Analysis of methylation status of α- and β-cell-specific TF checkpoints regulating differentiation might help to better identify the intermediate groups of PanNET. While β-like samples separated very clearly according to β-cell TF-checkpoint methylation sites, α-cell similarity decreased gradually among the remaining samples. Seventy of seventy-six intermediate-ADM PanNETs clustered together with the α-like tumours (Supplementary Data 1). Twelve of sixteen intermediate-WT PanNETs did cluster neither with α-like nor with β-like tumours (Supplementary Data 1). Additionally, intermediate-ADM PanNETs were on average more similar to α- (53 ± 17%) than β-cells (12 ± 13%). Ninety-five percent of the intermediate-ADM tumours were positive for ARX (36/38) and none for PDX1. This might indicate that intermediate-ADM PanNETs are more related to α-cells rather than β-cells. The PanNET methylation subgroups that we have identified reflect the groups A (tumours that most likely originate form α-cells), B (tumours that most likely originate form β-cells) and C (tumours with intermediate phenotype) recently described by Cejas et al., via the analysis of super-enhancer signatures8. Comparable to our study, the analysis of TF expression via IHC performed by Cejas et al. revealed mutually exclusive expression of either ARX or PDX1 in the majority of the cases. Additionally, while PDX1 expression appears to be specific for benign and low stage tumours, ARX expression is retained at early and at advanced stages and only DAXX/ATRX status provides more information about stage and risk of disease progression8.

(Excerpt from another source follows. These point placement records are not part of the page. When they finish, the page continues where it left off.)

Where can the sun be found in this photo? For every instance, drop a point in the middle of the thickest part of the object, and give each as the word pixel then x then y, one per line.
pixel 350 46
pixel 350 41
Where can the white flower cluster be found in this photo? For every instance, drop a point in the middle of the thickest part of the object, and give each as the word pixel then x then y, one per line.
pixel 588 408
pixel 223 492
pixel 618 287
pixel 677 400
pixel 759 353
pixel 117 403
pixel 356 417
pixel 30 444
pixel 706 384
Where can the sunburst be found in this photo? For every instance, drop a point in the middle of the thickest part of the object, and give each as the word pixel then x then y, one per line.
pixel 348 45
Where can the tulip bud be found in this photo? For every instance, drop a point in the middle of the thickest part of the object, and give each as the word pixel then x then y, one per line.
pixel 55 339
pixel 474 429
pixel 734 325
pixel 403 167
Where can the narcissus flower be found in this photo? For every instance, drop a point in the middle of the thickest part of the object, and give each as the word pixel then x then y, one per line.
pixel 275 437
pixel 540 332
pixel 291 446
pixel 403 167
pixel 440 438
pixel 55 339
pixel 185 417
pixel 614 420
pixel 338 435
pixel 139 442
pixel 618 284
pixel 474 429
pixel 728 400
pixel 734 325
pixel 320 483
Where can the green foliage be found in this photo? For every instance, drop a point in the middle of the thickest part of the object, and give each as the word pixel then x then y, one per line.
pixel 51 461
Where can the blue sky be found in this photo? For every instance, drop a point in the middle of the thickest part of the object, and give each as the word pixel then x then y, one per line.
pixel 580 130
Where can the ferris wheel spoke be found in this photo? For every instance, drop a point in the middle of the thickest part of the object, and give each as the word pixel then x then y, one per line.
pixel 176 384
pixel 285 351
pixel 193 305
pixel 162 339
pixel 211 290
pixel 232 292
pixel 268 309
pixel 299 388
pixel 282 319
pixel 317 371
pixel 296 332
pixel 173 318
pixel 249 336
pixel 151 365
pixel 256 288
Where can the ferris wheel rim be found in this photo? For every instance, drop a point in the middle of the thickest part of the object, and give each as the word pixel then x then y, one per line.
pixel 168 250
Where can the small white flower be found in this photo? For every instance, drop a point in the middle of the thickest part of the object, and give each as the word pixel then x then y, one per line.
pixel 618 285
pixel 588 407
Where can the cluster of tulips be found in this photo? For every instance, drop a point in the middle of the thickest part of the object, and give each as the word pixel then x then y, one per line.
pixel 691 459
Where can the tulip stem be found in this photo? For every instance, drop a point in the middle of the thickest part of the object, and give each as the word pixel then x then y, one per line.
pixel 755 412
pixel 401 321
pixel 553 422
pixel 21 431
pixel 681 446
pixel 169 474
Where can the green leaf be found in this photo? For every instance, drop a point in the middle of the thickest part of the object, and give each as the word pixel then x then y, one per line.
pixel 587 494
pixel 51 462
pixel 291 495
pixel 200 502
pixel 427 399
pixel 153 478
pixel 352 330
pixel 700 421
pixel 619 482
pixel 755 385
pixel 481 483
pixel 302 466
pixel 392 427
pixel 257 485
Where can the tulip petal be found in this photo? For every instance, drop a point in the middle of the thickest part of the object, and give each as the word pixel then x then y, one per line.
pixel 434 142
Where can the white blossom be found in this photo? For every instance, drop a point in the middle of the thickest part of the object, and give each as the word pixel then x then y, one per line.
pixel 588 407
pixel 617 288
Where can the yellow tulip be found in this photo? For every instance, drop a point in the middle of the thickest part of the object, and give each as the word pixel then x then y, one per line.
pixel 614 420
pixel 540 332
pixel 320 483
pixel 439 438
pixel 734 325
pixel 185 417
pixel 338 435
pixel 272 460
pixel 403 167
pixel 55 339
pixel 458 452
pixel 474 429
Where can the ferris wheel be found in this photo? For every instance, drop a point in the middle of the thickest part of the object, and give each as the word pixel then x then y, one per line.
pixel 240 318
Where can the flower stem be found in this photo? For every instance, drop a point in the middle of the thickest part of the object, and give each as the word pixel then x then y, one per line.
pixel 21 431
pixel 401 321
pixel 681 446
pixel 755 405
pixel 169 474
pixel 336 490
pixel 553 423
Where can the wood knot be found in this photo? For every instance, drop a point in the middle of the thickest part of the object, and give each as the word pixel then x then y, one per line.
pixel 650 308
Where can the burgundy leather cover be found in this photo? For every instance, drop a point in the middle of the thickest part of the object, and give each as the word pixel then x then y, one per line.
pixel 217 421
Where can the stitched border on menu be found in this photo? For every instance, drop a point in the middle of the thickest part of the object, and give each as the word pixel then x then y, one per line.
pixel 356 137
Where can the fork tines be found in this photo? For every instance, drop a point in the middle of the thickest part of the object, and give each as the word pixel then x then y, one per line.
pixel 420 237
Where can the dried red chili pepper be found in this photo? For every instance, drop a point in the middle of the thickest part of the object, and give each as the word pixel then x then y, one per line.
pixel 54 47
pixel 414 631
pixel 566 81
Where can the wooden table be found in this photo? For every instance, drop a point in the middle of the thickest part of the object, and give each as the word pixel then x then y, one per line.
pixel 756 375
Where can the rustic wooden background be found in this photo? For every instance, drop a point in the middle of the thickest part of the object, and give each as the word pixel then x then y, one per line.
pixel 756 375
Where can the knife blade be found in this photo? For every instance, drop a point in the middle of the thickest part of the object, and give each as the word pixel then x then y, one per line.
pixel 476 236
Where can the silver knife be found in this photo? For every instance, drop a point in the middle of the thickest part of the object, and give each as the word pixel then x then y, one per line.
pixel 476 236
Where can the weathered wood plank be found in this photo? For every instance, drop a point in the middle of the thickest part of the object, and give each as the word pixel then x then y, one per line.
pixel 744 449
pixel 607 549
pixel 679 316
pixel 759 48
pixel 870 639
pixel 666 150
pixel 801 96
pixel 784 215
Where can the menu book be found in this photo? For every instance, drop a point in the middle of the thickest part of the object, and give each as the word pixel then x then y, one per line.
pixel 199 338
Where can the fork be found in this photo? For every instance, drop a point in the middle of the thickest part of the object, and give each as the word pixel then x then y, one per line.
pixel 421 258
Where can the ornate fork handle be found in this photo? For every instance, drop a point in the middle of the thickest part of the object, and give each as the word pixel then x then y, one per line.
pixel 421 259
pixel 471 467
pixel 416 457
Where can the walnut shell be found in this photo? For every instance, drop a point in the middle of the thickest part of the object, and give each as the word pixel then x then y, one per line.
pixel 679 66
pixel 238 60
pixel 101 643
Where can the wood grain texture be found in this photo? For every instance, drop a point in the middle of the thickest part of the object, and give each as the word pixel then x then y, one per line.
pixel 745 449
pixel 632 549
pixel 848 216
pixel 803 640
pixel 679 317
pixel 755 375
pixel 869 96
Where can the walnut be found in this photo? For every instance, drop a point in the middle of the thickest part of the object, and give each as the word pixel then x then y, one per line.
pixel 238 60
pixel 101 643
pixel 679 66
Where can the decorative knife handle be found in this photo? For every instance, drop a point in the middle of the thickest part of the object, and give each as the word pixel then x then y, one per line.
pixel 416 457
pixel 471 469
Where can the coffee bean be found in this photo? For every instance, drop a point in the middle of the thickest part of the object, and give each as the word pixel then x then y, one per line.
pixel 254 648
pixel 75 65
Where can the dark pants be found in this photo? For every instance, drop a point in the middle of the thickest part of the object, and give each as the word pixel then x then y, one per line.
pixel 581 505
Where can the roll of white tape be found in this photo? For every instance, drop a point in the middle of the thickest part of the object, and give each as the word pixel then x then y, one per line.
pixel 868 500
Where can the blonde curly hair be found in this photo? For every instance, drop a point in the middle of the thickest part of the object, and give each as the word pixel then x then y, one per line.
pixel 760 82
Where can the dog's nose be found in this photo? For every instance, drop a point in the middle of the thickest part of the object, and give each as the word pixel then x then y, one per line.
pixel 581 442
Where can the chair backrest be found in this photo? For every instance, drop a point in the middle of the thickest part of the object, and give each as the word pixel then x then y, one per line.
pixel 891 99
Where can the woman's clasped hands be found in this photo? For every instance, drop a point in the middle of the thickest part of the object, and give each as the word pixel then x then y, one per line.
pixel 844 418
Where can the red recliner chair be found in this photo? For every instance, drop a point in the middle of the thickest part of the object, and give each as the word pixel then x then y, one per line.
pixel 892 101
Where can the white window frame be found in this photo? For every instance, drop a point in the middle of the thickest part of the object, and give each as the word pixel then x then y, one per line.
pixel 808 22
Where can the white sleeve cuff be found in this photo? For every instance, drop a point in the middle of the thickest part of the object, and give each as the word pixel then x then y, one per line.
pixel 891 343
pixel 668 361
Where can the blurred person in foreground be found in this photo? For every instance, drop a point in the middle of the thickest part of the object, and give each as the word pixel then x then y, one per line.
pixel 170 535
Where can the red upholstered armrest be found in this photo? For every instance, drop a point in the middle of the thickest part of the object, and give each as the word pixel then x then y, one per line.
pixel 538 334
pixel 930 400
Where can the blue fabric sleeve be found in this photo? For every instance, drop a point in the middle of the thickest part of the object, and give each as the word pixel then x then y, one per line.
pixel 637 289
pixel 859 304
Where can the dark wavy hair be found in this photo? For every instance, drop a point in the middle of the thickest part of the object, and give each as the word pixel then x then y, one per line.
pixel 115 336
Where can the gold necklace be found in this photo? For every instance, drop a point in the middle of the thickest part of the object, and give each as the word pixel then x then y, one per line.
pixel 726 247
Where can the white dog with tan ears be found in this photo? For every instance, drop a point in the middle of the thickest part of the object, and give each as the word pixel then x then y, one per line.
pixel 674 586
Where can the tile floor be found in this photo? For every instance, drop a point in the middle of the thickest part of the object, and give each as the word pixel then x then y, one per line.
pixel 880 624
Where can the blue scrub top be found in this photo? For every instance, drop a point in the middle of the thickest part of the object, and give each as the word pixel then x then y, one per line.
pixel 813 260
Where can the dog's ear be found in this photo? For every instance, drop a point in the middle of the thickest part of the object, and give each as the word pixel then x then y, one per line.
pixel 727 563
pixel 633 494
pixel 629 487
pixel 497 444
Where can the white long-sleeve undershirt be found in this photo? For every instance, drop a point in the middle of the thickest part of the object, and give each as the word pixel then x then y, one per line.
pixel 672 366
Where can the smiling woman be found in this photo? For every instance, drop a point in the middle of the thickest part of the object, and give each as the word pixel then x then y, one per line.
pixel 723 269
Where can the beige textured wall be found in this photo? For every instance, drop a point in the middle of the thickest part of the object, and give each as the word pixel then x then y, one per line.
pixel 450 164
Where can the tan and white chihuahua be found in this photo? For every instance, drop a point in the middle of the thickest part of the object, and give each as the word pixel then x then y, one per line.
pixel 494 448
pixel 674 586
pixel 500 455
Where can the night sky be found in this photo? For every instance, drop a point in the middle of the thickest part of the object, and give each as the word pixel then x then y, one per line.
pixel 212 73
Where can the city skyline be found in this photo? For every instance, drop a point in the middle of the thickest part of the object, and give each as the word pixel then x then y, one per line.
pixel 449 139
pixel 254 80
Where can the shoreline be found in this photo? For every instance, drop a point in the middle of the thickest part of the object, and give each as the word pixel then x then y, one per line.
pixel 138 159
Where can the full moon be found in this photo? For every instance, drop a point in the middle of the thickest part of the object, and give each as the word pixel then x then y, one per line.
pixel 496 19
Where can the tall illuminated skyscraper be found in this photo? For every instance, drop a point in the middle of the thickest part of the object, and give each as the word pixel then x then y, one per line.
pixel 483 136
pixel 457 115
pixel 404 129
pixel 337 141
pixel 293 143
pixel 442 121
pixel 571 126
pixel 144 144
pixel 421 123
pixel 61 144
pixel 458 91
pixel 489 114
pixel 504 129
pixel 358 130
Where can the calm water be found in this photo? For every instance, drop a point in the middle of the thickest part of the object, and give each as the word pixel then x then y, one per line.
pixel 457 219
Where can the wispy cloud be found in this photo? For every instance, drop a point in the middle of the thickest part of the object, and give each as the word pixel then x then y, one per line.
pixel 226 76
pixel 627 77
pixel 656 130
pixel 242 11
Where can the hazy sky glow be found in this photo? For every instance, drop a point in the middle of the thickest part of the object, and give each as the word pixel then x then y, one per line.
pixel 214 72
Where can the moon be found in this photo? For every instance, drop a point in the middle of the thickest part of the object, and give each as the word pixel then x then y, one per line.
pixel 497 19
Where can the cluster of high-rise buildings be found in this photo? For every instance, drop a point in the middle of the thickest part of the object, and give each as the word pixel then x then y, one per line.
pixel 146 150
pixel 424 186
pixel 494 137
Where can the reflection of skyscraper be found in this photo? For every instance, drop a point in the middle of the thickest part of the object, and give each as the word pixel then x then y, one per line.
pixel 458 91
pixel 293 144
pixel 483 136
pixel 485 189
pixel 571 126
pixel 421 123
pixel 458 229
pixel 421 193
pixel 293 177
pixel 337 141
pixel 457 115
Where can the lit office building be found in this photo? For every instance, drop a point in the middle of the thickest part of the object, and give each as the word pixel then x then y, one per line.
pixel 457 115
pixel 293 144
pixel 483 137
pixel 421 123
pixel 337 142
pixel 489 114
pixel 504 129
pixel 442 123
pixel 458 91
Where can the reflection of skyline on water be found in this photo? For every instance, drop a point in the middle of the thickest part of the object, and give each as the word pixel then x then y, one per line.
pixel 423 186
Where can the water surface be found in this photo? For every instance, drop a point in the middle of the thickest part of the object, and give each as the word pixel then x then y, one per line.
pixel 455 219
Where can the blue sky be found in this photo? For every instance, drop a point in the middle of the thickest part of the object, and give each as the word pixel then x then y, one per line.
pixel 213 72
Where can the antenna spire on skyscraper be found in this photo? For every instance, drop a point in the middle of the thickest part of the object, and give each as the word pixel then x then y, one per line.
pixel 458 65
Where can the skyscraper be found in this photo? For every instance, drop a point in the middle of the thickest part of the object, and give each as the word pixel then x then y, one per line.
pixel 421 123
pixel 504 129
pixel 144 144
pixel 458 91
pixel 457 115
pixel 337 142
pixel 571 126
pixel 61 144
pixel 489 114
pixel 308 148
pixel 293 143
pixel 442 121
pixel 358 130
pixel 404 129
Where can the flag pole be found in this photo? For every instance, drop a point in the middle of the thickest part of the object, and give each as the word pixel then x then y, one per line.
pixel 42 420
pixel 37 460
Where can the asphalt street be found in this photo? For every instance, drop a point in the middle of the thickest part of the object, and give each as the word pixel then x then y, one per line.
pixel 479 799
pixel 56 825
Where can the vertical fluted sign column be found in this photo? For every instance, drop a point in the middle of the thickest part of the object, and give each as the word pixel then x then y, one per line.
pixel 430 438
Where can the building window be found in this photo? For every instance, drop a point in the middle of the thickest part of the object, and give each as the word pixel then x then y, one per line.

We identified a clear correlation between driver mutation status and epigenetic profiles across all PanNETs. Alpha-like PanNETs and intermediate-ADM PanNETs harboured MEN1 mutations, this is supported by the results of Chan et al. and Cejas et al.7,8. Fifty-eight percent of the clinically indolent α-like PanNETs were characterized by MEN1 mutations only. MEN1 inactivation, is an early event in PanNET progression32,33, which enhances endocrine cell proliferation34, hence it might be a tumour initiating event for the α-like PanNETs and for the intermediate-ADM. In turn Intermediate-ADM PanNETs might progress upon acquisition of DAXX/ATRX inactivation. In addition, CNA increased from α-like and β-like PanNETs to intermediate-ADM tumours. All these data together suggest a potential progression from α-like to intermediate-ADM PanNET. We cannot exclude, however, that the two intermediate PanNET clusters might originate from putative endocrine precursor cells.
During islet cell development, ARX is already expressed in endocrine precursors11, furthermore different endocrine cell types, as α- and γ-cells share ARX expression24,35. Conversely PDX1 expression is restricted to differentiated β-cells, within the endocrine lineages12. Of the intermediate-WT tumours for which IHC data were available (n = 6), two were positive for PDX1, two for ARX and two were negative for both TFs. Additionally, similarly to the β-like tumours, intermediate-WT PanNETs showed only few copy-number events (group 1, Supplementary Data 1). Currently our data only weakly support progression from β-like to intermediate-WT PanNETs, nevertheless this possibility cannot be excluded.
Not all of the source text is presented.